General Motors agreement sets important labor negotiating pattern

The pattern set by the contract between the United Auto Workers (UAW) and General Motors (GM) is holding - at least so far. The newly announced tentative contract between the UAW and the Ford Motor Company is said to closely follow the one at GM. Traditionally these contracts have been very important, because they have set a pattern for collective bargaining agreements in other manufacturing industries.

But this time, experts question how much of an impact the automakers' contract will have. Says a spokesman for International Harvester, ''I think traditional-pattern bargaining is going out the window.''

In good times, ''the easy way out has been to accept someone else's wage,'' says Herbert R. Northrup, director of the industrial research unit at the Wharton School of the University of Pennsylvania. But ''recession has ... forced employers to bargain that much harder.''

Professor Northrup says the latest recession has affected individual companies in different ways, making it harder for one agreement to cover several companies. Already there are signs that pattern bargaining already is breaking down.

In July, National Steel Corporation pulled out of the industry's multiemployer bargaining unit. This Sunday, the Chicago-based Motor Carriers Labor Advisory Council said it would no longer go along with the national master freight agreement negotiated by the International Brotherhood of Teamsters. The national contract discriminates against small and regional carriers, the Chicago council chairman said.

Even within the auto industry,the pattern set by the automakers' contract may not be as effective, industry analysts say.

''They can't follow it,'' says one auto company official who asked not to be named. ''The auto component manufacturers have been squeezed and squeezed and squeezed.''

Not all the component manufacturers have been hit by the recession the same way.

''There has been a tremendous squeeze,'' says Don Decker, public relations director of the Dana Corporation, a Toledo-based manufacturer of axles, drive shafts, and other parts, primarily for trucks. But ''I think we weathered it extremely well.'' Dana has remained profitable throughout the recession, he adds.

But other component manufacturers say privately that they are looking for concessions from the pattern contract, just as they got in the last round of bargaining.

''We made some little headway,'' says one company spokesman. ''We're hoping for even more.''

Recession has also thrown off the timing of traditional-pattern bargaining, Northrup says. Some companies were forced to open contract talks early. Chrysler's contract, for example, doesn't run out until next year. Contract negotiations with major farm- and construction-equipment manufacturers also won't come due this year.

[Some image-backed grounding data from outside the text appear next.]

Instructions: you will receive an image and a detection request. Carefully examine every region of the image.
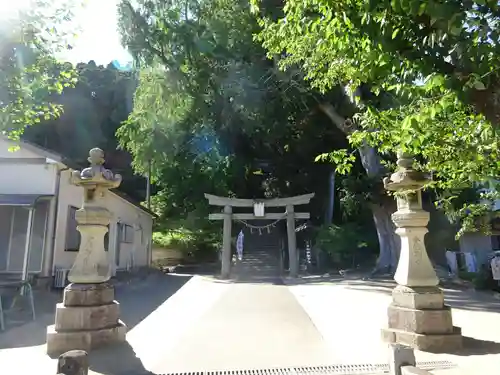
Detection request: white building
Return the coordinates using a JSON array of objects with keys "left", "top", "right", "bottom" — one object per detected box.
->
[
  {"left": 458, "top": 188, "right": 500, "bottom": 268},
  {"left": 0, "top": 136, "right": 154, "bottom": 284}
]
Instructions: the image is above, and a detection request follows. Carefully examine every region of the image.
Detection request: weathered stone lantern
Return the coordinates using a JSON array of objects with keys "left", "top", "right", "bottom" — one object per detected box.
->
[
  {"left": 46, "top": 148, "right": 127, "bottom": 356},
  {"left": 381, "top": 152, "right": 462, "bottom": 352}
]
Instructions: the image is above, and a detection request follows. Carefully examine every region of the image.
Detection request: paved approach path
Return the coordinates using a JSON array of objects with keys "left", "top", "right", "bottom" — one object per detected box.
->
[
  {"left": 285, "top": 275, "right": 500, "bottom": 374},
  {"left": 147, "top": 277, "right": 331, "bottom": 373},
  {"left": 2, "top": 272, "right": 500, "bottom": 374}
]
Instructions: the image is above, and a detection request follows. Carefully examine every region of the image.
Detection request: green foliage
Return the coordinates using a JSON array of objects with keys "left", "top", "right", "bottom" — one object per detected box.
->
[
  {"left": 472, "top": 265, "right": 500, "bottom": 292},
  {"left": 457, "top": 271, "right": 475, "bottom": 282},
  {"left": 459, "top": 267, "right": 500, "bottom": 292},
  {"left": 254, "top": 0, "right": 500, "bottom": 235},
  {"left": 315, "top": 150, "right": 356, "bottom": 174},
  {"left": 117, "top": 0, "right": 276, "bottom": 208},
  {"left": 314, "top": 223, "right": 378, "bottom": 261},
  {"left": 338, "top": 175, "right": 379, "bottom": 221},
  {"left": 0, "top": 0, "right": 81, "bottom": 138},
  {"left": 153, "top": 220, "right": 222, "bottom": 255},
  {"left": 153, "top": 230, "right": 191, "bottom": 249},
  {"left": 254, "top": 0, "right": 500, "bottom": 116},
  {"left": 22, "top": 61, "right": 146, "bottom": 201},
  {"left": 116, "top": 0, "right": 354, "bottom": 233},
  {"left": 153, "top": 228, "right": 220, "bottom": 253},
  {"left": 437, "top": 187, "right": 500, "bottom": 238}
]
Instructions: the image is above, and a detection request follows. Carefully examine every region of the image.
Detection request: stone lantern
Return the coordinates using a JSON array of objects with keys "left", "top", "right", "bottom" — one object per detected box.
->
[
  {"left": 46, "top": 148, "right": 127, "bottom": 356},
  {"left": 381, "top": 152, "right": 462, "bottom": 352}
]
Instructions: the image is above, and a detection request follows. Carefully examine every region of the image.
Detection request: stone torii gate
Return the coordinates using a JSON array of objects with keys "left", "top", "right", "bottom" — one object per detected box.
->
[{"left": 205, "top": 193, "right": 314, "bottom": 279}]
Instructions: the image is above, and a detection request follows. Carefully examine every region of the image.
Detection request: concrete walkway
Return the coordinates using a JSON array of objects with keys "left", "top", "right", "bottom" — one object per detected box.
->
[
  {"left": 285, "top": 275, "right": 500, "bottom": 374},
  {"left": 151, "top": 279, "right": 331, "bottom": 373},
  {"left": 1, "top": 272, "right": 500, "bottom": 374}
]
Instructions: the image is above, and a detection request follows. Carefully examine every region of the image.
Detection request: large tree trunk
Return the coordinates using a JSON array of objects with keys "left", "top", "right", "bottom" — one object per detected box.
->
[
  {"left": 320, "top": 103, "right": 400, "bottom": 273},
  {"left": 370, "top": 197, "right": 400, "bottom": 274},
  {"left": 324, "top": 168, "right": 335, "bottom": 225}
]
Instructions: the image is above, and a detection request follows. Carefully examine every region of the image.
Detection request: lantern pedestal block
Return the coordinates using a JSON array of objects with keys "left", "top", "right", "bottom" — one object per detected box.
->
[
  {"left": 46, "top": 283, "right": 127, "bottom": 356},
  {"left": 381, "top": 286, "right": 462, "bottom": 352}
]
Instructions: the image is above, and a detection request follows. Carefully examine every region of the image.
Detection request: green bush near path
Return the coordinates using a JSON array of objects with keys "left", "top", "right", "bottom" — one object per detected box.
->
[
  {"left": 152, "top": 226, "right": 222, "bottom": 262},
  {"left": 458, "top": 268, "right": 500, "bottom": 292},
  {"left": 313, "top": 223, "right": 378, "bottom": 269}
]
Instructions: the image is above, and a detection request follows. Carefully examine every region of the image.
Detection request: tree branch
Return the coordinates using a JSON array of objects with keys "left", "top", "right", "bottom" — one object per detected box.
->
[
  {"left": 318, "top": 102, "right": 356, "bottom": 135},
  {"left": 319, "top": 102, "right": 384, "bottom": 177}
]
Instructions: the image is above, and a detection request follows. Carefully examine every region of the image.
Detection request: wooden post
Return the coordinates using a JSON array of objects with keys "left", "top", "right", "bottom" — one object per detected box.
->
[
  {"left": 57, "top": 350, "right": 88, "bottom": 375},
  {"left": 286, "top": 204, "right": 298, "bottom": 278},
  {"left": 221, "top": 205, "right": 232, "bottom": 279}
]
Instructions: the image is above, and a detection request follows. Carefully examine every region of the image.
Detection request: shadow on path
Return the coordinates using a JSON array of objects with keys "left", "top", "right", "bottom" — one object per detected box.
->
[
  {"left": 0, "top": 272, "right": 191, "bottom": 349},
  {"left": 116, "top": 273, "right": 192, "bottom": 330},
  {"left": 443, "top": 288, "right": 500, "bottom": 313},
  {"left": 455, "top": 336, "right": 500, "bottom": 356},
  {"left": 335, "top": 275, "right": 500, "bottom": 313},
  {"left": 89, "top": 342, "right": 157, "bottom": 375},
  {"left": 208, "top": 275, "right": 286, "bottom": 285}
]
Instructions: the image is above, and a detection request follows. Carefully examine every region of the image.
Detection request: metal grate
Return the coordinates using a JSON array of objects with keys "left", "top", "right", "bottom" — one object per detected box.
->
[{"left": 152, "top": 361, "right": 456, "bottom": 375}]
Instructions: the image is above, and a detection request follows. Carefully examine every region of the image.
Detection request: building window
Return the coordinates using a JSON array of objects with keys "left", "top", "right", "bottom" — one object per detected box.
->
[
  {"left": 120, "top": 223, "right": 134, "bottom": 244},
  {"left": 65, "top": 206, "right": 80, "bottom": 251}
]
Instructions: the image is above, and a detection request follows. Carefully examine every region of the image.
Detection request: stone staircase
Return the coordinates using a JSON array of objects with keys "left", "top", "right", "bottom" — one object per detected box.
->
[{"left": 232, "top": 224, "right": 283, "bottom": 280}]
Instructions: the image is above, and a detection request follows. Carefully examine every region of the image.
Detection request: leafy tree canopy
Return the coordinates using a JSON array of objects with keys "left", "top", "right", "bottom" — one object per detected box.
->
[
  {"left": 117, "top": 0, "right": 351, "bottom": 223},
  {"left": 0, "top": 0, "right": 81, "bottom": 140},
  {"left": 254, "top": 0, "right": 500, "bottom": 198},
  {"left": 23, "top": 61, "right": 146, "bottom": 201}
]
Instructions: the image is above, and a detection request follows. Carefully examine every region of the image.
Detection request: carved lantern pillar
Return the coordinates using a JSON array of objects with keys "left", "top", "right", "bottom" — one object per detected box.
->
[
  {"left": 46, "top": 148, "right": 126, "bottom": 356},
  {"left": 381, "top": 152, "right": 462, "bottom": 352}
]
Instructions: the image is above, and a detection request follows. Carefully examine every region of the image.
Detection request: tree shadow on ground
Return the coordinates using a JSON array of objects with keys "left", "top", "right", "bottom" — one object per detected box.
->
[
  {"left": 443, "top": 288, "right": 500, "bottom": 313},
  {"left": 0, "top": 272, "right": 191, "bottom": 349},
  {"left": 88, "top": 342, "right": 157, "bottom": 375},
  {"left": 454, "top": 336, "right": 500, "bottom": 356},
  {"left": 337, "top": 275, "right": 500, "bottom": 313},
  {"left": 337, "top": 277, "right": 500, "bottom": 356},
  {"left": 172, "top": 262, "right": 292, "bottom": 285},
  {"left": 208, "top": 275, "right": 287, "bottom": 285}
]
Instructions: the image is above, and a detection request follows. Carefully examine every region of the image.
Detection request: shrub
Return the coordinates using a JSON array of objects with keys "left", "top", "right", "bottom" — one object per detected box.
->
[
  {"left": 458, "top": 267, "right": 500, "bottom": 292},
  {"left": 152, "top": 227, "right": 221, "bottom": 258},
  {"left": 472, "top": 265, "right": 500, "bottom": 292},
  {"left": 313, "top": 223, "right": 378, "bottom": 267}
]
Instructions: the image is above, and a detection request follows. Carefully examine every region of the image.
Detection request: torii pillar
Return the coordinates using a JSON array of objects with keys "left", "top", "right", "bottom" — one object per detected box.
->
[{"left": 46, "top": 148, "right": 127, "bottom": 356}]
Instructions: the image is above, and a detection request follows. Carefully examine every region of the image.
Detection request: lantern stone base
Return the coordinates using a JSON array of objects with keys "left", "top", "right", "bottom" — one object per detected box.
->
[
  {"left": 46, "top": 283, "right": 127, "bottom": 356},
  {"left": 381, "top": 285, "right": 462, "bottom": 352}
]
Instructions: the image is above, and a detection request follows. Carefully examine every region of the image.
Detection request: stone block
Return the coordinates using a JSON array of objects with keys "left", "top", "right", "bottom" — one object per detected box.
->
[
  {"left": 47, "top": 324, "right": 91, "bottom": 355},
  {"left": 55, "top": 301, "right": 121, "bottom": 331},
  {"left": 46, "top": 320, "right": 127, "bottom": 356},
  {"left": 382, "top": 326, "right": 462, "bottom": 353},
  {"left": 63, "top": 283, "right": 114, "bottom": 307},
  {"left": 392, "top": 285, "right": 444, "bottom": 310},
  {"left": 91, "top": 320, "right": 127, "bottom": 348},
  {"left": 387, "top": 304, "right": 454, "bottom": 334},
  {"left": 57, "top": 350, "right": 89, "bottom": 375}
]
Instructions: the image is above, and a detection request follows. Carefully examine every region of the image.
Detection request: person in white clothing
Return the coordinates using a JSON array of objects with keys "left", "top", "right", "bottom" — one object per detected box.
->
[{"left": 236, "top": 230, "right": 244, "bottom": 261}]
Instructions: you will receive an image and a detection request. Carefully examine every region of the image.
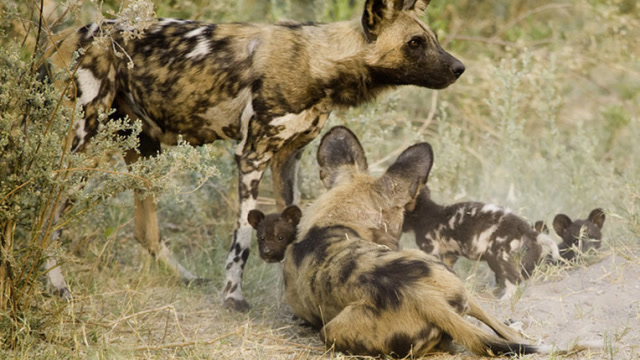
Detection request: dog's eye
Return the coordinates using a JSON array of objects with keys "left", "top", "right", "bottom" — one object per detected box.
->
[
  {"left": 278, "top": 236, "right": 284, "bottom": 241},
  {"left": 408, "top": 37, "right": 423, "bottom": 49},
  {"left": 259, "top": 236, "right": 265, "bottom": 241}
]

International Harvester's contract has expired, but recently the Chicago-based farm-implement and truck manufacturer and the UAW agreed to extend it indefinitely.

Any extended lag between the pattern-setting contract and other contract negotiations tends to weaken the influence of the former, experts say, because economic conditions can change.

''So many things can happen,'' says Mr. Decker of Dana. The company has about 15 locations that come under a master UAW contract, but which doesn't expire until December 1986.

''The situation is so diverse from industry to industry,'' says Richard Hurd, a labor economist at the University of New Hampshire. ''When times are bad, you have to be more creative on both sides.''

One possible twist, he says, is that management in healthy industries will try to use the General Motors agreement to set a pattern of low wage hikes. GM auto workers only got a small pay increase in return for a program to increase job security.

Pattern bargaining is easy when virtually all companies are using the same labor pool, labor economists say. But when goods made overseas begin making significant inroads in a country, then the domestic labor pool begins to feel the competition from foreign workers. And that makes it harder for unions to use pattern bargaining in contract negotiations, these economists add.

Nor has labor's cause been helped by Reagan administration policies, adds Professor Hurd, which has given unions less protection from management under the National Labor Relations Board.

''The pattern is being broken by the economic and political times,'' he says. ''Patterning is going to go on.'' But it may not be as discernible as in the past.

And, labor economists add, it may no longer be set by the automakers but by some other large, powerful, and highly visible union.